There is no safe level of alcohol consumption and the risk of breast cancer increases with each unit of alcohol per day, says the World Health Organization (WHO).
Alcohol consumption is one of the “major modifiable risk factors” for the disease, the WHO said during Breast Cancer Awareness Month.
The health body says breast cancer is the most frequently diagnosed cancer type in the WHO European Region, with 1,579 women diagnosed with breast cancer every day, and estimates that alcohol causes seven of every 100 new breast cancer cases in the European region.
“Many people, including women, are not aware that breast cancer is the most common cancer caused by alcohol among women globally,” said Dr Marilys Corbex, Senior Technical Officer on noncommunicable diseases, WHO/Europe.
“People need to know that by reducing alcohol consumption they can reduce their risk of getting cancer. It doesn’t matter what type, quality or price alcohol is.”
Europe has the highest rate
The WHO European Region, which comprises 53 counties, has the highest rate of new breast cancer diagnoses compared to any of its other regions.
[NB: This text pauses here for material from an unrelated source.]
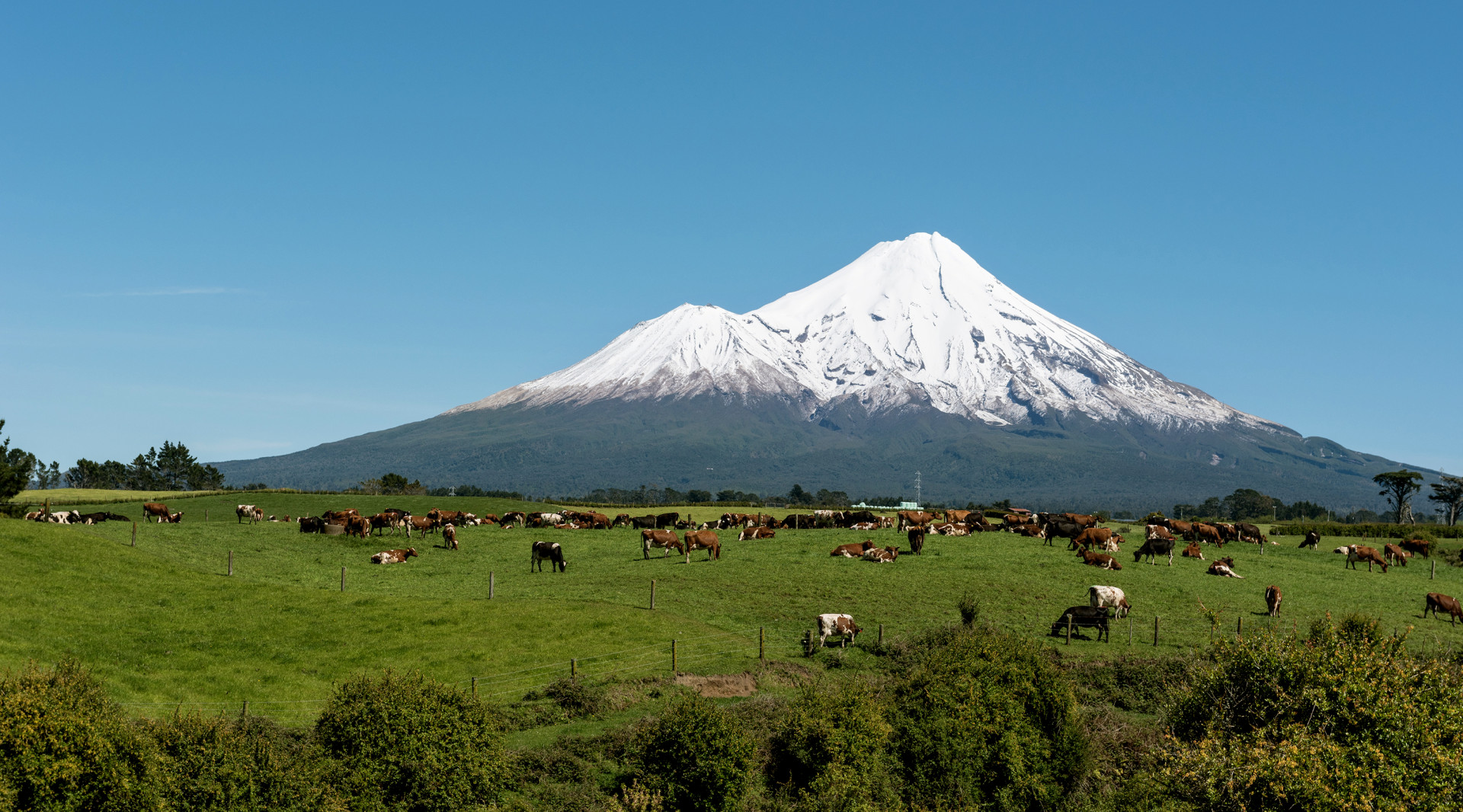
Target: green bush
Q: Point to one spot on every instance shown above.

The International Agency for Research on Cancer (IARC) said in 2020 that alcohol consumption was responsible for almost 40,000 new breast cancer cases in Europe.
The same data shows that breast cancer has become the most common cancer globally. More than two million new cases were estimated in 2020, with about 100,000 of these attributable to alcohol consumption.
No safe level of consumption
The WHO says that more than 10 per cent of alcohol-attributable cancer cases in the European region arise from drinking just one bottle of beer (500 ml) or two small glasses of wine (100 ml each) every day.
For breast cancer, this is even higher, with 1 in 4 alcohol-attributable breast cancer cases in the region being caused by this amount.
How does alcohol harm the body?
The IARC classifies alcohol as a Group 1 human carcinogen and it is linked to seven types of cancer.
Not only can alcohol increase the risk of breast cancer, it can also increase the risk of cancers of the mouth, throat, oesophagus, liver, voice box and large intestine and rectum.
“Simply put, alcohol is toxic. It harms every organ while it passes through the body,” said Dr Carina Ferreira Borges, Acting Director for Noncommunicable Diseases and Programme Manager for Alcohol and Illicit Drugs at WHO/Europe.
She recommended limiting the amount of alcohol and replacing alcohol with other beverages. She also urged nationwide policies that help to reduce alcohol consumption.
The WHO also recommends that countries make alcohol less affordable (for example increasing taxes), banning or restricting alcohol marketing across the media, placing health warnings on alcoholic beverages and reducing the availability of alcohol (i.e. regulating sale hours).